The Symptomatic Surreal: A Recent Perspective on Carrington’s Artwork
Guests to London’s Freud Museum encounter Leonora Carrington’s work in an intimate, dimly lit area that enhances the surrealist’s advanced themes. The exhibition, titled The Symptomatic Surreal, marks the primary main UK showcase of the British-Mexican artist’s creations in 35 years. In contrast to vibrant shows in Mexico Metropolis establishments that spotlight her eccentric aspect, this present focuses on sketches from her 1940 internment at Peña Castillo sanatorium in Santander, Spain.
The enclosed room, devoid of pure mild, mirrors Carrington’s confinement and the creativity it sparked. Housed in Sigmund Freud’s former house, the exhibition weaves in psychoanalytic insights, illuminating her artwork, life, and views on the unconscious.
Carrington’s Extraordinary Life Journey
Born in 1917 in Chorley, northwest England, to a rich textile household, Carrington rejected debutante expectations to pursue artwork and surrealism. She moved to Paris, forming a relationship with married German surrealist Max Ernst. The couple relocated to Provence, however World Struggle II disrupted their lives. Ernst’s 1940 arrest as an enemy alien and detention in Camp des Milles left Carrington devastated.
Fleeing Nazi advances, she crossed into Spain through Andorra, struggling a psychological breakdown upon reaching Madrid. Interned for six months, she later described the ordeal to pal Marina Warner as “being lifeless,” stating, “I’d suffered a lot when Max was taken away to the camp, I entered a catatonic state, and I used to be now not struggling in an bizarre human dimension.”
Confinement, Remedy, and Creative Response
Curator Vanessa Boni emphasizes this perilous interval, revealing Carrington endured Cardiazol therapies thrice—shocks inducing seizures to implement compliance. Boni hyperlinks the sanatorium to Carrington’s view of it as “like demise,” connecting to later Mexican influences on mortality.
Freud’s assortment options Egyptian deities like Anubis, Isis, Horus, and Osiris, symbolizing demise as transformation. Private letters to her father, excerpts from her 1944 memoir Down Beneath, and sanatorium sketches hint her psychological unraveling and rebirth.
Each Freud and Carrington obsessed over the “down beneath”—the underworld. This foreshadows Mexico’s Mictlán, a transformative afterlife realm the place demise integrates into day by day life. A welcoming quote captures her essence: “I didn’t know the place I used to be going. This appears to be a recurring factor in my life.

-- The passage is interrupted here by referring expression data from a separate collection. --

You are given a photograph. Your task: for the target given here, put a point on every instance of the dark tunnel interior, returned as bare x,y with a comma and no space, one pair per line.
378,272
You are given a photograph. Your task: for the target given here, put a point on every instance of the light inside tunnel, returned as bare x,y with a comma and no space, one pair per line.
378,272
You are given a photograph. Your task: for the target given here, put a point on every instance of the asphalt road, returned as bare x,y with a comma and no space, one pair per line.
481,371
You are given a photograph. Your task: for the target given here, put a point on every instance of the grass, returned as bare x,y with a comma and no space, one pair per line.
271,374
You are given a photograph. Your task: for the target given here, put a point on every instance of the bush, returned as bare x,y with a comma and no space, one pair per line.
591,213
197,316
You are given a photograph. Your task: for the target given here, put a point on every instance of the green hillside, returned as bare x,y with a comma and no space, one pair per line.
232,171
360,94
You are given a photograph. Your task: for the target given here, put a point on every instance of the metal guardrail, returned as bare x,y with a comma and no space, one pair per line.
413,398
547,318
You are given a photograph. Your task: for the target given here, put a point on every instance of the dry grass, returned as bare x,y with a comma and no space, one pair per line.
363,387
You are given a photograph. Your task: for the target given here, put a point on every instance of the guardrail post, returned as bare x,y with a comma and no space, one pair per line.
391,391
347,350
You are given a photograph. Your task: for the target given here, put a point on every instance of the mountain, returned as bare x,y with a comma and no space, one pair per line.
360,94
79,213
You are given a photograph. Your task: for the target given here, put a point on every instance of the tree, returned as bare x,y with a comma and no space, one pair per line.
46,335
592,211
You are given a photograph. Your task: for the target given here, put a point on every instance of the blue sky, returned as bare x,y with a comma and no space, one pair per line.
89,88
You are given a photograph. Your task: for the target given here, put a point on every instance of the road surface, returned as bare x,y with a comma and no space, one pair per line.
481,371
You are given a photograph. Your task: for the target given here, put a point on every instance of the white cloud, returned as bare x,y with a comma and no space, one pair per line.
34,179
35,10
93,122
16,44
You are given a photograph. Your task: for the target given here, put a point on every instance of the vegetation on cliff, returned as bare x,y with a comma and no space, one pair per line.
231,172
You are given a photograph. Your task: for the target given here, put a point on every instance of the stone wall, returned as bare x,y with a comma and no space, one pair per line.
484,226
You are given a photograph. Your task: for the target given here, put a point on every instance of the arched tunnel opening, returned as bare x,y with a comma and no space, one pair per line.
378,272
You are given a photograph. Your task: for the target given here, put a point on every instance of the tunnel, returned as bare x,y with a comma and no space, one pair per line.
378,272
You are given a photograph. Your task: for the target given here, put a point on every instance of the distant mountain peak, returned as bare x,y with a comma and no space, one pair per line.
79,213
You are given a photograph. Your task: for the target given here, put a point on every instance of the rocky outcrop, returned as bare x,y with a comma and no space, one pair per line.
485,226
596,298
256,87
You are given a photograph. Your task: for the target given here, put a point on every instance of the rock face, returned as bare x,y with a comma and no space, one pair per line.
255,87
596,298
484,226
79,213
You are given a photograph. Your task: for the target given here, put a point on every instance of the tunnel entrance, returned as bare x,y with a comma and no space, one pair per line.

I believe it’s demise observe.”
Haunting Visions in Down Beneath
The centerpiece, the 1940 portray Down Beneath, depicts eerie, eyeless figures earlier than a circus tent amid darkening skies. Vibrant accents—pink stockings, yellow tights, a white goose-feathered physique, and Carrington’s inexperienced horse alter-ego—distinction the trauma behind it.
The Symptomatic Surreal enriches understanding of Carrington’s oeuvre throughout portray, drawing, sculpture, and writing. It probes the unconscious, mortality, and psychological well being by means of astute curation. The exhibition runs on the Freud Museum till June 28, 2026.